AHA. VMware's impl of devices is different on MacOS. Although somehow it shows up in ifconfig's list of interfaces, it does not have a /dev entry. You need to use the utility vmnet-sniffer to capture a .pcap file which Wireshark will happily read.

OKAY, so back to the actual problem. (bug 26099). Somehow, with IE, we get the file as a filename, with urlencoding the usual key-value pairs of parameters. But not the uploaded file. Safari uses a boundary-style encoding, for each param. Somehow we are not creating a form with the right disposition or encoding or whatever. What does IE8 do under normal circumstances, with an ordinary posted file?

<pre>
IE8 posting to UW - Content-Type: application/x-www-form-urlencoded

IE8 posting to Flickr - Content-Type: multipart/form-data; boundary=---------------------------7da1f11f2014a
</pre>

In ApiUploadHandler.js we are saying to set enctype = 'multipart/form-data'. But this doesn't work on IE?

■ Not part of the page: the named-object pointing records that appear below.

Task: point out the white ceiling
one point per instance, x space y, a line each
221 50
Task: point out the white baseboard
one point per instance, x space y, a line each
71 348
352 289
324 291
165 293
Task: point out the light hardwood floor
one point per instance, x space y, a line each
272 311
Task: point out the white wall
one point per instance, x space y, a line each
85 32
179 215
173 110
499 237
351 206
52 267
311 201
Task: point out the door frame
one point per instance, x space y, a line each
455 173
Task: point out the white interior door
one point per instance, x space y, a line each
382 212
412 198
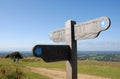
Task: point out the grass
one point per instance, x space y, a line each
16 70
105 69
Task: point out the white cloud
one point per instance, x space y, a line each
99 46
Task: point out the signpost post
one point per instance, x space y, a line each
70 34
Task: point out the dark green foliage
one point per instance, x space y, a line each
14 54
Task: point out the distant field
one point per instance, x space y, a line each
105 69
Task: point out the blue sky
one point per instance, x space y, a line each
25 23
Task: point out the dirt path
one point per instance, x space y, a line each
54 74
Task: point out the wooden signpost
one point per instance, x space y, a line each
70 34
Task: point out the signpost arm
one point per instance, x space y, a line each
71 64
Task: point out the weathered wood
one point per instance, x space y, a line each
71 64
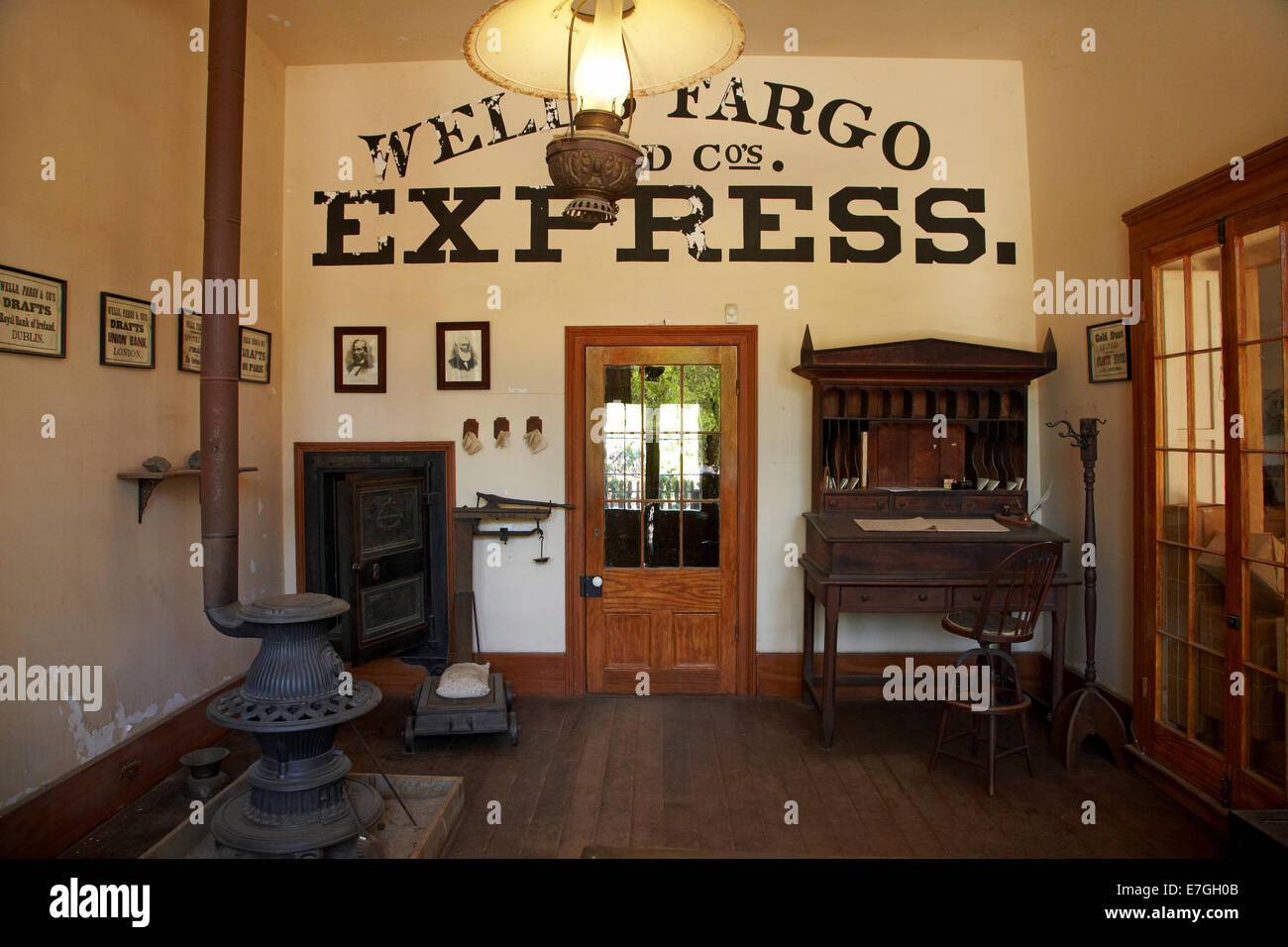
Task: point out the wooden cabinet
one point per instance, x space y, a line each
1209 407
923 427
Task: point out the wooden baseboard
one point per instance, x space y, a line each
63 813
778 674
532 674
1076 682
1181 789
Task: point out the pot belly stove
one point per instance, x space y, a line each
299 801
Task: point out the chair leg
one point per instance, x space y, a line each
1024 736
992 750
939 740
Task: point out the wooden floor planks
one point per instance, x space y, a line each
713 775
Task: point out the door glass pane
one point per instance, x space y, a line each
1173 567
700 392
1265 644
1209 398
1262 287
1211 686
662 535
622 535
662 398
700 462
1173 685
622 467
662 467
1175 403
1176 493
1206 299
1265 725
1263 381
702 535
1171 307
622 399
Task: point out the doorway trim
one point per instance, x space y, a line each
305 447
578 339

Wait a minute, there is code here copied (in ancient times) from mwEmbed, along with a note that changing ACTION doesn't work in IE. :( However, I have tested this before and it used to work... maybe something else has changed. Clearly we are POSTing, so changing the action DID work. But the enctype didn't.

Wow, easiest bugfix ever (given a couple of days of work just to get good debugging...). IE wants the attr to be "encType" and won't accept "enctype". No other browser I'm testing seems to care so we're good to go.

Worked a bit on IE6, IE7 issues. IE6 errors were impenetrable, so switched to IE7 in the hope this would be more debuggable.